Le soutien psychosocial, prérequis à la résilience pour les PDI de Bamako
La récurrence des attaques terroristes et les tensions intercommunautaires dans le Nord et le Centre du Mali, entrainent depuis 2012 des déplacements massifs de populations vers des lieux plus sûrs, notamment la capitale Bamako. En 2021, le bureau de coordination des affaires humanitaires au Mali estime à environ 311.000, le nombre de personnes déplacées internes (PDI) dans le besoin. Cet afflux important de personnes vers le Sud du pays impacte considérablement la démographie, et par conséquent pèse de tout son poids sur les services sociaux de base qui étaient déjà insuffisants. Notons qu’en plus de l’instabilité sécuritaire à laquelle le Mali fait face, il faut aussi compter avec les chocs de l’insécurité alimentaire et des inondations qui contribuent fortement à exacerber la situation de vulnérabilité des PDI et de la population en général. Dans la capitale Bamako, les PDI ont trouvé refuge pour certains au sein des familles d’accueil, et pour d’autres sur les sites de déplacés et des points de regroupements où les conditions de vie sont extrêmement difficiles.

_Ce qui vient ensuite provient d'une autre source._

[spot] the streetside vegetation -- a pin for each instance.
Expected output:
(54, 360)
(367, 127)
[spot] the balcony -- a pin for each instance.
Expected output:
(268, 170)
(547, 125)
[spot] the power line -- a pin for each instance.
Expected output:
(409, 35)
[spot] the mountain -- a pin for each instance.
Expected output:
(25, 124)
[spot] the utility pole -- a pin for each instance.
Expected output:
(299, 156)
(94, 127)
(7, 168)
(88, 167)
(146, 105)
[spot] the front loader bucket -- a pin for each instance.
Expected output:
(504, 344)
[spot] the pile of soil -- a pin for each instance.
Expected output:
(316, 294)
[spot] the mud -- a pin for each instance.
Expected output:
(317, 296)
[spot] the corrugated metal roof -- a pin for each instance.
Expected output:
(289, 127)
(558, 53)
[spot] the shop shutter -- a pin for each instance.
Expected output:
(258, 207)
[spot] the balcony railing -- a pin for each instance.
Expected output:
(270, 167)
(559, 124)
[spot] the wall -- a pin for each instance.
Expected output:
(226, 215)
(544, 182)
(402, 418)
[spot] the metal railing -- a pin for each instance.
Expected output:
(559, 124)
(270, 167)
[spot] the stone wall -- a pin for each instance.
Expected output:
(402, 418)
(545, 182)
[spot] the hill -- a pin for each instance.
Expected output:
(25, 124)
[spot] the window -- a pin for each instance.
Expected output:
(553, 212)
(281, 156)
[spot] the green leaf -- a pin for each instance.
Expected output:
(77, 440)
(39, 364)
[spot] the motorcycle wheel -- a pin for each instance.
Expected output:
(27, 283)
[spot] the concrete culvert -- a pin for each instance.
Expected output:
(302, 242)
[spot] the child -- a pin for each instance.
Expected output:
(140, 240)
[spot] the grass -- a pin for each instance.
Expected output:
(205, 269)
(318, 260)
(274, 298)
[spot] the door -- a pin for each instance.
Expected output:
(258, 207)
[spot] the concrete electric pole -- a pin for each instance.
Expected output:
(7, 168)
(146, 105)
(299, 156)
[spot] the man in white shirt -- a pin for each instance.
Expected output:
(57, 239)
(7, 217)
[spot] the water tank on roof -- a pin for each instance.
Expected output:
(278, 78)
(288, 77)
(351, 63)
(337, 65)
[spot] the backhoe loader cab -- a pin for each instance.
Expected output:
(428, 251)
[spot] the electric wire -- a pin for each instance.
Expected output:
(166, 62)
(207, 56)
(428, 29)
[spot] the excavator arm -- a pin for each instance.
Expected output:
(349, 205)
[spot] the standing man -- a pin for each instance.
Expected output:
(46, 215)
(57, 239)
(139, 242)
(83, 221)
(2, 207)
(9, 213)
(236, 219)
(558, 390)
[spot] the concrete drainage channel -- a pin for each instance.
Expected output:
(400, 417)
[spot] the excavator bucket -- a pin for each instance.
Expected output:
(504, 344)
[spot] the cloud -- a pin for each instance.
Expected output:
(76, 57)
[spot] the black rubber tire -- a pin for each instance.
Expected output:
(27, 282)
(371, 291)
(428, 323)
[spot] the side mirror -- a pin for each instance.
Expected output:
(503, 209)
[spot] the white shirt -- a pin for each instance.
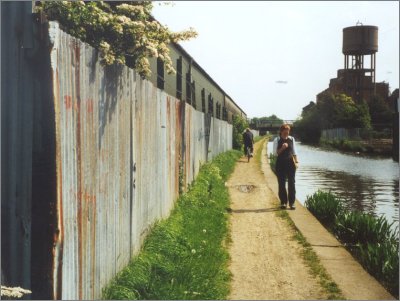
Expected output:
(275, 145)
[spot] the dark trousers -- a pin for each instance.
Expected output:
(245, 149)
(286, 171)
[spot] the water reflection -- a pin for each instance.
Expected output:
(367, 184)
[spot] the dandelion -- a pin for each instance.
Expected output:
(14, 292)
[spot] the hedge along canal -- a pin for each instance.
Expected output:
(185, 255)
(366, 184)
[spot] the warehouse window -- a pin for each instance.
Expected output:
(194, 95)
(224, 114)
(188, 89)
(160, 74)
(203, 100)
(210, 105)
(218, 113)
(179, 78)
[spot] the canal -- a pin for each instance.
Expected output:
(367, 184)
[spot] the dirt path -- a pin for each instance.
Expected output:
(266, 263)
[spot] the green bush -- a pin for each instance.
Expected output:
(325, 206)
(373, 241)
(355, 227)
(382, 261)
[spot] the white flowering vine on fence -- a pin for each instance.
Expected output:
(124, 32)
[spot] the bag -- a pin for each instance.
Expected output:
(294, 162)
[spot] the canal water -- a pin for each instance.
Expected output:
(364, 183)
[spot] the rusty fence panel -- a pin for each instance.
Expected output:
(120, 142)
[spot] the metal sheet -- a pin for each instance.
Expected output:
(119, 145)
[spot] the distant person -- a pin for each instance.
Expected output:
(248, 140)
(284, 148)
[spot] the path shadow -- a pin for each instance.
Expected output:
(261, 210)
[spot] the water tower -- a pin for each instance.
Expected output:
(360, 44)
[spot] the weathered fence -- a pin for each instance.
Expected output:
(120, 145)
(109, 153)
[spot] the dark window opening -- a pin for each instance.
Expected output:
(179, 78)
(224, 114)
(188, 89)
(160, 74)
(194, 95)
(203, 100)
(210, 105)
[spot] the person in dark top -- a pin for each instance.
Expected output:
(248, 140)
(284, 148)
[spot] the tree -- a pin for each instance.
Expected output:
(123, 31)
(239, 126)
(331, 111)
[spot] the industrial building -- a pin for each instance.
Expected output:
(194, 85)
(357, 79)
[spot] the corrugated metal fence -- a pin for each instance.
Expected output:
(91, 158)
(120, 145)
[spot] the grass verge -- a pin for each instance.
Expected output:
(185, 255)
(312, 261)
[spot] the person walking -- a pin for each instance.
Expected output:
(248, 141)
(284, 147)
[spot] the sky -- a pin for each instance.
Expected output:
(247, 46)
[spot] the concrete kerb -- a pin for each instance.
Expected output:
(354, 282)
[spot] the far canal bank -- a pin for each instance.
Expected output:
(367, 184)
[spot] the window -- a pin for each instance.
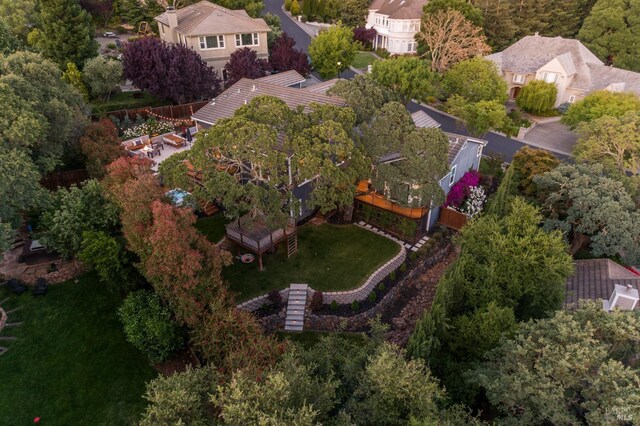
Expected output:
(211, 42)
(250, 39)
(550, 77)
(452, 176)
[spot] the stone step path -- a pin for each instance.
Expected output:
(296, 306)
(415, 247)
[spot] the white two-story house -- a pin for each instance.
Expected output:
(396, 23)
(213, 31)
(564, 62)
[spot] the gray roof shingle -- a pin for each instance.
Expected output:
(206, 18)
(226, 104)
(595, 279)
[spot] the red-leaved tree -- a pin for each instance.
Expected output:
(169, 71)
(364, 36)
(101, 146)
(285, 57)
(244, 63)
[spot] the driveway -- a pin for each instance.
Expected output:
(553, 136)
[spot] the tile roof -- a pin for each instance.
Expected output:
(206, 18)
(595, 279)
(321, 87)
(399, 9)
(530, 53)
(226, 104)
(285, 79)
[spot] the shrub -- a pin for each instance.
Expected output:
(149, 325)
(316, 301)
(295, 8)
(275, 297)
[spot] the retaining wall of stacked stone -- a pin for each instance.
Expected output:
(343, 297)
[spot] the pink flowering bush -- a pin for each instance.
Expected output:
(461, 189)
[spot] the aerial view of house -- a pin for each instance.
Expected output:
(319, 212)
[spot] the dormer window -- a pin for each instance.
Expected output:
(550, 77)
(518, 78)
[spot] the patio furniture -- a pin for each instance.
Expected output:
(40, 288)
(174, 140)
(16, 287)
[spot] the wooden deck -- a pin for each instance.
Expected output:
(369, 197)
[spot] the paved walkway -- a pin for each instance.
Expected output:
(553, 136)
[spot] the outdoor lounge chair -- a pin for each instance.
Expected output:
(16, 287)
(40, 288)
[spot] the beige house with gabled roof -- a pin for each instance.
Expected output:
(567, 63)
(213, 31)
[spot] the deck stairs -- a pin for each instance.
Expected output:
(296, 306)
(292, 244)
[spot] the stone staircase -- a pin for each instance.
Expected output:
(296, 306)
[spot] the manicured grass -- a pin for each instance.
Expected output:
(213, 227)
(362, 59)
(329, 258)
(309, 338)
(70, 364)
(127, 100)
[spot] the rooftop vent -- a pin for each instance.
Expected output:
(623, 297)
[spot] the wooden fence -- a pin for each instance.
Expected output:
(452, 219)
(53, 181)
(173, 112)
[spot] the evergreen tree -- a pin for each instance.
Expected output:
(612, 32)
(65, 33)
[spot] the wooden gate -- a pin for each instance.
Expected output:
(452, 219)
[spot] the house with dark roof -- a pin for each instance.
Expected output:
(396, 23)
(464, 155)
(605, 280)
(567, 63)
(213, 31)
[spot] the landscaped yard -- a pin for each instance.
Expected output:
(127, 100)
(329, 258)
(70, 364)
(213, 227)
(362, 59)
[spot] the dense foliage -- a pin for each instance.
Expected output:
(149, 325)
(574, 368)
(332, 51)
(64, 33)
(169, 71)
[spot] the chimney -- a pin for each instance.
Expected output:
(172, 17)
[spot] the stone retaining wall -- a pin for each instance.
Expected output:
(343, 297)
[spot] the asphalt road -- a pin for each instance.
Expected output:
(496, 143)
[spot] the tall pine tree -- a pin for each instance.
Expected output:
(65, 33)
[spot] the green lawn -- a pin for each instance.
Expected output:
(213, 227)
(362, 59)
(329, 258)
(70, 364)
(127, 100)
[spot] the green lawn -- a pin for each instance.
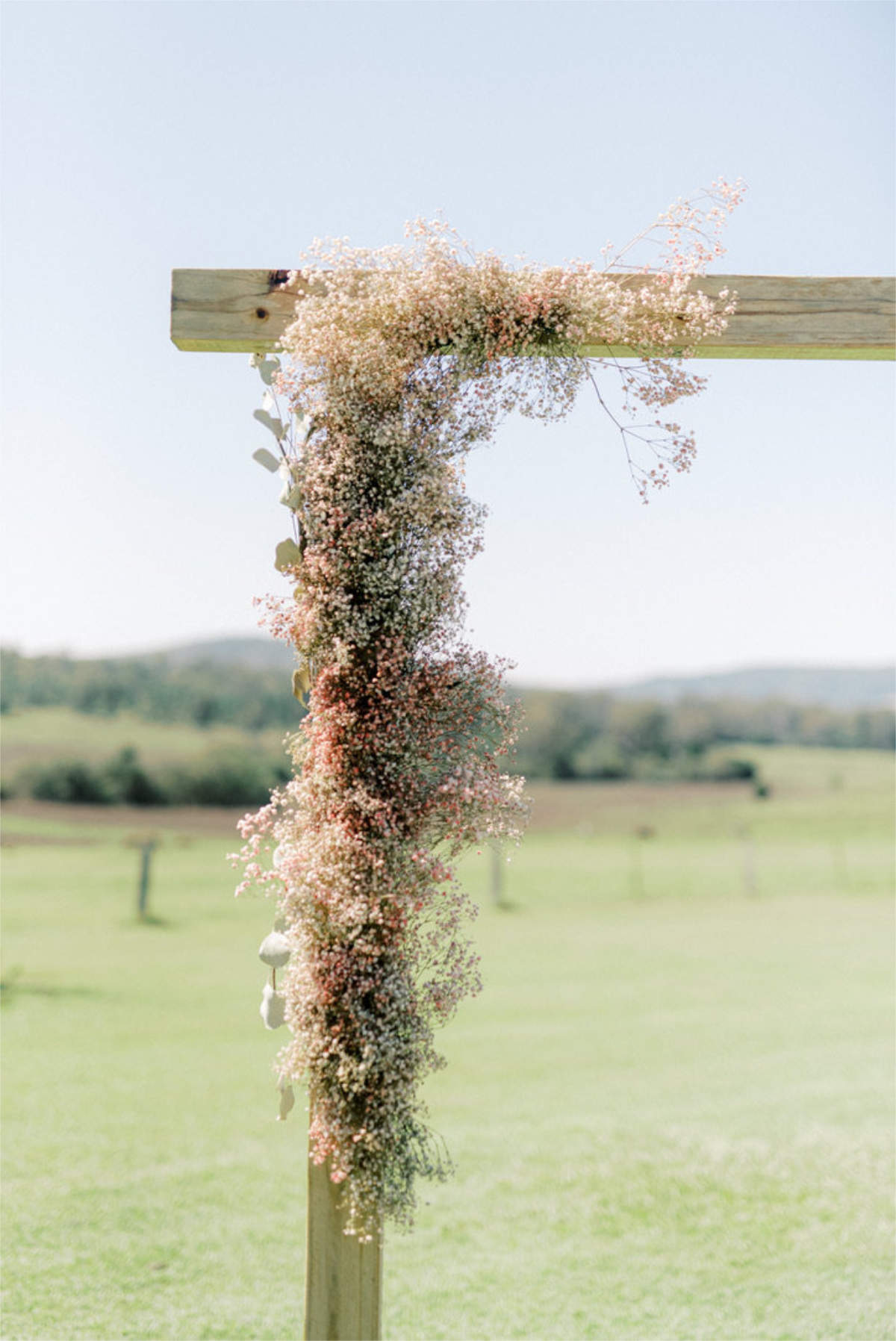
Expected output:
(670, 1108)
(40, 735)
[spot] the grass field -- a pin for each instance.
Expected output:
(671, 1108)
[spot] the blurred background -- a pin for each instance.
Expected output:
(671, 1105)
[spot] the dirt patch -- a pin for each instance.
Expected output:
(140, 821)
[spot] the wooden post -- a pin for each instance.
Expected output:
(843, 317)
(778, 317)
(342, 1277)
(145, 861)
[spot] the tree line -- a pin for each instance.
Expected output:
(567, 735)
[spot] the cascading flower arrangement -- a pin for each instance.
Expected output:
(397, 364)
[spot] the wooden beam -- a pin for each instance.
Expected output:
(778, 315)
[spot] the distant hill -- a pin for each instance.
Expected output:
(252, 653)
(832, 687)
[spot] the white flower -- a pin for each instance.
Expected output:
(273, 1009)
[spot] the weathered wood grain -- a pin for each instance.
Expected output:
(778, 315)
(342, 1277)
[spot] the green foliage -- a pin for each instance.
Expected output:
(687, 1098)
(567, 735)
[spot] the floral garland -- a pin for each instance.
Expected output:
(397, 365)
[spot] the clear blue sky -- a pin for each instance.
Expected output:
(148, 136)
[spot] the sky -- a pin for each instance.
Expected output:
(140, 137)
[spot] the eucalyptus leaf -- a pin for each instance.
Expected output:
(287, 556)
(276, 426)
(287, 1101)
(266, 459)
(276, 950)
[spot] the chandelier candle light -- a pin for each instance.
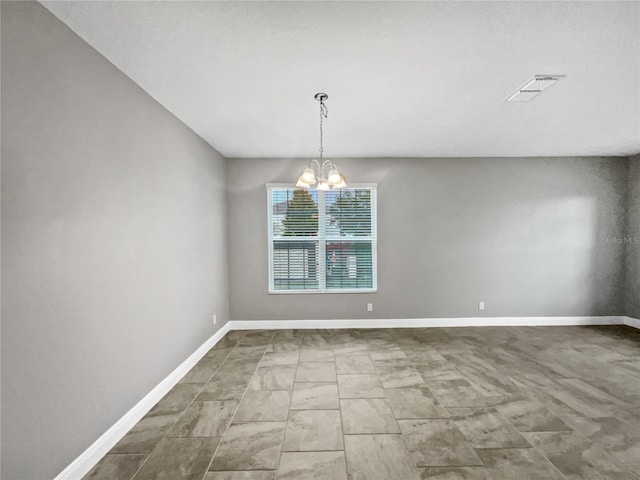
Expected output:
(321, 174)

Dans un point de regroupement de PDI que nous avons visité au quartier Faladié, ce sont environ 130 ménages qui vivent dans des abris de fortune depuis 2 ans. À majorité Peulh, ils viennent du centre du pays, plus précisément du cercle de Bankass. L’attaque meurtrière d’Ogassagou en mars 2019 ayant fait 134 morts, serait l’évènement déclencheur de leur fuite. Depuis lors, ils vivent dans des conditions extrêmement difficiles, qui accroissent considérablement leur vulnérabilité. Sur ce point de regroupement, les derniers signes du passage d’acteurs humanitaires remontent à plus de 10 mois dans le cadre d’actions liées au COVID-19. La communauté arrive difficilement elle-même à se prendre en charge. En effet, les environs du point de regroupement sont jonchés d’ordures et le passage de la pluie qui laisse de nombreux points d’eau stagnante favorise la survenue de nombreuses maladies chez les enfants et les personnes âgées, qui constituent une grande partie de la population qui reste en permanence sur ce site. Les populations survivent au jour le jour et ont pour principale activité la fouille des ordures et le recyclage pour la revente, pour leur propre utilisation et consommation. Elles s’exposent ainsi à de nombreux risques.
La malnutrition est omniprésente sur ce site et les populations semblent s’être malheureusement accommodées à ces conditions de vie, n’ayant pas d’autres options.
L’accès aux services sociaux de base est un défi pour ces PDI qui arrivent à peine à se nourrir. Le manque de moyens financiers et les problèmes de documents d’identité représentent les principaux obstacles qui s’érigent face à elles. De ce fait, en cas de maladie, elles ont recours pour la majorité d’entre elles aux soins traditionnels. Aucun enfant de ce point de rassemblement de PDI n’est scolarisé, faute de moyens financiers.
Continuer à vivre est un véritable défi pour ces personnes qui ont tout perdu en fuyant l’insécurité de leurs villes et villages du centre du pays afin de trouver refuge à Bamako. Alors que la majorité des ressources mobilisées par la communauté humanitaire est affectée aux zones Nord et Centre en raison bien évidente de la priorisation et de la sévérité des effets de la crise, les PDI sur site à Bamako peinent à faire montre de leur résilience face à la dureté de la vie. D’une analyse immédiate, l’accompagnement psychosocial, et le soutien à l’autonomisation serait le gap à combler si l’on souhaite voir des PDI plus résilients. En effet, les traumatismes subis par ces populations rendues vulnérables du fait du terrorisme et des conflits intercommunautaires sont rarement évoqués.
Force est de reconnaitre que des personnes moralement affaiblies, et totalement limitées dans la satisfaction des besoins vitaux seront difficilement aptes à reprendre une vie normale si un soutien psychosocial conséquent et un encadrement à l’autonomisation ne leur sont pas octroyés.